# 0041. Hyphen-Aware Custom Tokenizer
**Date**: 2026-01-31
**Status**: Accepted
**Backlog Item**: TASK-0147
## Context
Orama's default English tokenizer keeps hyphenated words as single tokens, causing inconsistent search behavior:
- `"first"` does NOT match `"keyboard-first"` ❌
- `"first"` DOES match `"first-time"` ✅ (position-dependent)
This is a real UX problem - users expect search to "just work."
### Root Cause
Orama's default tokenizer regex:
```javascript
/[^A-Za-zàèéìòóù0-9_'-]+/gim
```
The `'-` keeps hyphens as part of words, so `keyboard-first` becomes ONE token.
### Industry Standard
Elasticsearch uses `word_delimiter_graph` token filter with `preserve_original: true`:
- Index BOTH the original term AND split parts
- `"keyboard-first"` → `["keyboard-first", "keyboard", "first"]`
## Proposed Solutions
### Option 1: Custom Tokenizer (Selected)

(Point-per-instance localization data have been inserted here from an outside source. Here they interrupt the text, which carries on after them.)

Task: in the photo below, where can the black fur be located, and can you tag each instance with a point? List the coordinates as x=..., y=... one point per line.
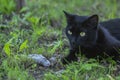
x=101, y=39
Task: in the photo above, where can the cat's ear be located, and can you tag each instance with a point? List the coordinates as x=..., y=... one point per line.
x=92, y=21
x=69, y=16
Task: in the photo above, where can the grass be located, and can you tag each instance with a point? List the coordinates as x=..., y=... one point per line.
x=41, y=30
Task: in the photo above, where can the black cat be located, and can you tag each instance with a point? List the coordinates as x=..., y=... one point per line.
x=91, y=38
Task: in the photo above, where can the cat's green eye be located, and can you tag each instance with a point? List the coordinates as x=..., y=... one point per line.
x=69, y=32
x=82, y=34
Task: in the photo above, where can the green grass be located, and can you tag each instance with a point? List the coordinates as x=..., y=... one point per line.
x=41, y=30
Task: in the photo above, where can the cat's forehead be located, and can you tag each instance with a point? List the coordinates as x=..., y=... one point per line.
x=80, y=19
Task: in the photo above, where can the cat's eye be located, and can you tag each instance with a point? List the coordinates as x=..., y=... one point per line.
x=82, y=34
x=69, y=32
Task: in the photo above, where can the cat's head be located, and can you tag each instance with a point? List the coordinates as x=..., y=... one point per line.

Create a custom tokenizer that expands hyphenated words while preserving originals.
**Pros**:
- Simple implementation (~15 lines)
- Full control over tokenization
- Solves the hyphen problem completely
- No external dependencies
**Cons**:
- Loses stemming (e.g., "running" → "run")
- Loses stop word removal
- May need future enhancement
**Implementation Complexity**: Low
### Option 2: Wrap Default Tokenizer
Get the default tokenizer and wrap its `tokenize()` method to expand hyphenated tokens.
**Pros**:
- Preserves all default behavior (stemming, stop words)
- Just adds hyphen expansion
**Cons**:
- More complex implementation
- Requires understanding Orama internals
- May break with Orama updates
**Implementation Complexity**: Medium
### Option 3: Pre-process Content
Expand hyphenated words in document content before indexing.
**Pros**:
- No tokenizer changes needed
**Cons**:
- Modifies source data
- Doesn't help with search queries
- Inconsistent behavior
**Implementation Complexity**: Low but wrong approach
## Decision
**Selected**: Option 1 - Custom Tokenizer
**Rationale**:
1. Task backlog content is short (titles, descriptions) - stemming less critical
2. Exact/partial matches matter more than linguistic variations for task search
3. Simple, maintainable solution
4. Test suite validates behavior
**Trade-offs Accepted**:
- Loss of stemming (acceptable for task search)
- Loss of stop word removal (minimal impact)
## Consequences
**Positive**:
- `"first"` now matches `"keyboard-first"` ✅
- `"keyboard-first"` still matches exactly ✅
- Task IDs like `TASK-0001` searchable as whole and parts ✅
- Consistent hyphen handling regardless of position
**Negative**:
- No stemming (e.g., "running" won't match "run")
- No stop word removal (minor impact)
**Risks**:
- Future need for stemming → Can enhance tokenizer later
- Performance with many hyphenated terms → Unlikely given task content size
## Implementation Notes
```typescript
const hyphenAwareTokenizer: Tokenizer = {
language: 'english',
normalizationCache: new Map(),
tokenize(input: string): string[] {
if (typeof input !== 'string') return [];
const tokens = input.toLowerCase().split(/[^a-z0-9'-]+/gi).filter(Boolean);
const expanded: string[] = [];
for (const token of tokens) {
expanded.push(token);
if (token.includes('-')) {
expanded.push(...token.split(/-+/).filter(Boolean));
}
}
return [...new Set(expanded)];
}
};
```
Pass to Orama via `components.tokenizer` in `create()` call.